Summary Background Millions of people worldwide are chronically exposed to arsenic through drinking water, including 35–77 million people in Bangladesh. The association between arsenic exposure and mortality rate has not been prospectively investigated by use of individual-level data. We therefore prospectively assessed whether chronic and recent changes in arsenic exposure are associated with all-cause and chronic-disease mortalities in a Bangladeshi population. Methods In the prospective cohort Health Effects of Arsenic Longitudinal Study (HEALS), trained physicians unaware of arsenic exposure interviewed in person and clinically assessed 11 746 population-based participants (aged 18–75 years) from Araihazar, Bangladesh. Participants were recruited from October, 2000, to May, 2002, and followed-up biennially. Data for mortality rates were available throughout February, 2009. We used Cox proportional hazards model to estimate hazard ratios (HRs) of mortality, with adjustment for potential confounders, at different doses of arsenic exposure. Findings 407 deaths were ascertained between October, 2000, and February, 2009. Multivariate adjusted HRs for all-cause mortality in a comparison of arsenic at concentrations of 10·1–50·0 μg/L, 50·1–150·0 μg/L, and 150·1–864·0 μg/L with at least 10·0 μg/L in well water were 1·34 (95% CI 0·99–1·82), 1·09 (0·81–1·47), and 1·68 (1·26–2·23), respectively.
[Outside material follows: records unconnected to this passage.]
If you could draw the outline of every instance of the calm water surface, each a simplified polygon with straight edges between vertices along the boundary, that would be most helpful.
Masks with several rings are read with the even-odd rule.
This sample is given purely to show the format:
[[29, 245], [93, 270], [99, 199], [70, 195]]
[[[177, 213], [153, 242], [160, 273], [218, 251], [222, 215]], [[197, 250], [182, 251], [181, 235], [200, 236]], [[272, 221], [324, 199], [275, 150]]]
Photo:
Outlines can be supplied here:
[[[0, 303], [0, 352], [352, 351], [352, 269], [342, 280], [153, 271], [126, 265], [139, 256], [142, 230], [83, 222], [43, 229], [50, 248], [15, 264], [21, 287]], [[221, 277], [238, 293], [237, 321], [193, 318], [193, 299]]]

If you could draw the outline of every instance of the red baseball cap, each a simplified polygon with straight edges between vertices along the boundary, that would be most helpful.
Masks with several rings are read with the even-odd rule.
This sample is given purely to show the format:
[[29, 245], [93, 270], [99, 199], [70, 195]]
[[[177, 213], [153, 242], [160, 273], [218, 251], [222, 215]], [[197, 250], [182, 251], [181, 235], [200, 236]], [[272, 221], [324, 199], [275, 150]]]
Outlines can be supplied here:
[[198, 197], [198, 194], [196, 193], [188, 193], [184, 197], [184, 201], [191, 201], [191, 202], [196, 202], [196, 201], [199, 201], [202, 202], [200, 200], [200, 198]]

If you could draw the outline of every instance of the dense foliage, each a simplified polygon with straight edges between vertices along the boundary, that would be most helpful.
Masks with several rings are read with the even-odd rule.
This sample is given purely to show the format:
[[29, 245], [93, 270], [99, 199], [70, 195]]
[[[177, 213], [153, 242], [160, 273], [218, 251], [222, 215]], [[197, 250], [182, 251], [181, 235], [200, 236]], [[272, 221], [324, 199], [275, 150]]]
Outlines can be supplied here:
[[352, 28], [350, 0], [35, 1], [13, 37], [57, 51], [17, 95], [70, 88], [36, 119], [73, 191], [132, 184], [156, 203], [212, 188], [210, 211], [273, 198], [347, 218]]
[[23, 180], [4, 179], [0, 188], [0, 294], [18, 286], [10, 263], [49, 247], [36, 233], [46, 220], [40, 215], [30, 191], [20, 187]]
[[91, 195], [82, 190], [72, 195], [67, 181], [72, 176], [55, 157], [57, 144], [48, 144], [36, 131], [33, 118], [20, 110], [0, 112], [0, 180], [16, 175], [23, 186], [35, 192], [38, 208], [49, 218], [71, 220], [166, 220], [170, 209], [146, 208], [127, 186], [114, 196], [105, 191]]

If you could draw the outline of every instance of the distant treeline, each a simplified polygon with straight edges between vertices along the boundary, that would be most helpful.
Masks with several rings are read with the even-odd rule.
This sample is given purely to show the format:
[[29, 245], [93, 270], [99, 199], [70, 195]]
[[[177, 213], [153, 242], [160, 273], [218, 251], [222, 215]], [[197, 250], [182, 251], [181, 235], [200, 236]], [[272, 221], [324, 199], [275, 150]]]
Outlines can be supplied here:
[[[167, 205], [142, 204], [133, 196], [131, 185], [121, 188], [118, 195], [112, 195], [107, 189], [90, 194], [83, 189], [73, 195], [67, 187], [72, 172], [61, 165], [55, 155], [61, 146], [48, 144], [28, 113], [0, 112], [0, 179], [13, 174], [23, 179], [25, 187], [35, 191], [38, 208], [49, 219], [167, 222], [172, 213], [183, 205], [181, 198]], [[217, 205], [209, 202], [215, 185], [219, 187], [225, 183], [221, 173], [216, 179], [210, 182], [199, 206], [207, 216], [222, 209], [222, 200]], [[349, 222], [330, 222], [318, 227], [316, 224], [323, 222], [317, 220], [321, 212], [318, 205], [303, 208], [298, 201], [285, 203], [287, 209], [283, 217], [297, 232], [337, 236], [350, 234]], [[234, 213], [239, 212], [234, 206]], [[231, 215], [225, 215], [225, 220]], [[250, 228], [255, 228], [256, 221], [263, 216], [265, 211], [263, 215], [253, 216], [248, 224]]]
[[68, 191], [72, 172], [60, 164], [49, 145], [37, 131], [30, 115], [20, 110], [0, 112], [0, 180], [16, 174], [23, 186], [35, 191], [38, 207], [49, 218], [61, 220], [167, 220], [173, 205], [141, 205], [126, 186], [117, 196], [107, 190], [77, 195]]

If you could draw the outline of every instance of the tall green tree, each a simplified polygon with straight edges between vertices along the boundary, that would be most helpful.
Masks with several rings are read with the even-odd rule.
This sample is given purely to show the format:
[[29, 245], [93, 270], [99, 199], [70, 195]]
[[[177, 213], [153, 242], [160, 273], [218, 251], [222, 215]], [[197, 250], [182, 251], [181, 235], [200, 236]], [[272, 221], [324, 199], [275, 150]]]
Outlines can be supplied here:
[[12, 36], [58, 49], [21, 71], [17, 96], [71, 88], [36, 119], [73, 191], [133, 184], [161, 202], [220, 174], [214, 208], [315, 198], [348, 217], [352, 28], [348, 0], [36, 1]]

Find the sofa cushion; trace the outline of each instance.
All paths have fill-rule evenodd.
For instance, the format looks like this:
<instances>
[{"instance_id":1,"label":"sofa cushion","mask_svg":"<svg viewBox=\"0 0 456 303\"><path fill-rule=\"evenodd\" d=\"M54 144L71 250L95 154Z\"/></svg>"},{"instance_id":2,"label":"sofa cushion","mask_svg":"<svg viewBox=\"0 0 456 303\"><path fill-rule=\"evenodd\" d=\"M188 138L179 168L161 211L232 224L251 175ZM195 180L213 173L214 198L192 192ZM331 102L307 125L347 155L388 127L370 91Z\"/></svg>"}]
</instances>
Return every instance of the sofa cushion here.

Results were similar with daily arsenic dose and total arsenic concentration in urine. Recent change in exposure, measurement of total arsenic concentrations in urine repeated biennially, did not have much effect on the mortality rate. Interpretation Chronic arsenic exposure through drinking water was associated with an increase in the mortality rate. Follow-up data from this cohort will be used to assess the long-term effects of arsenic exposure and how they might be affected by changes in exposure. However, solutions and resources are urgently needed to mitigate the resulting health effects of arsenic exposure. Funding US National Institutes of Health.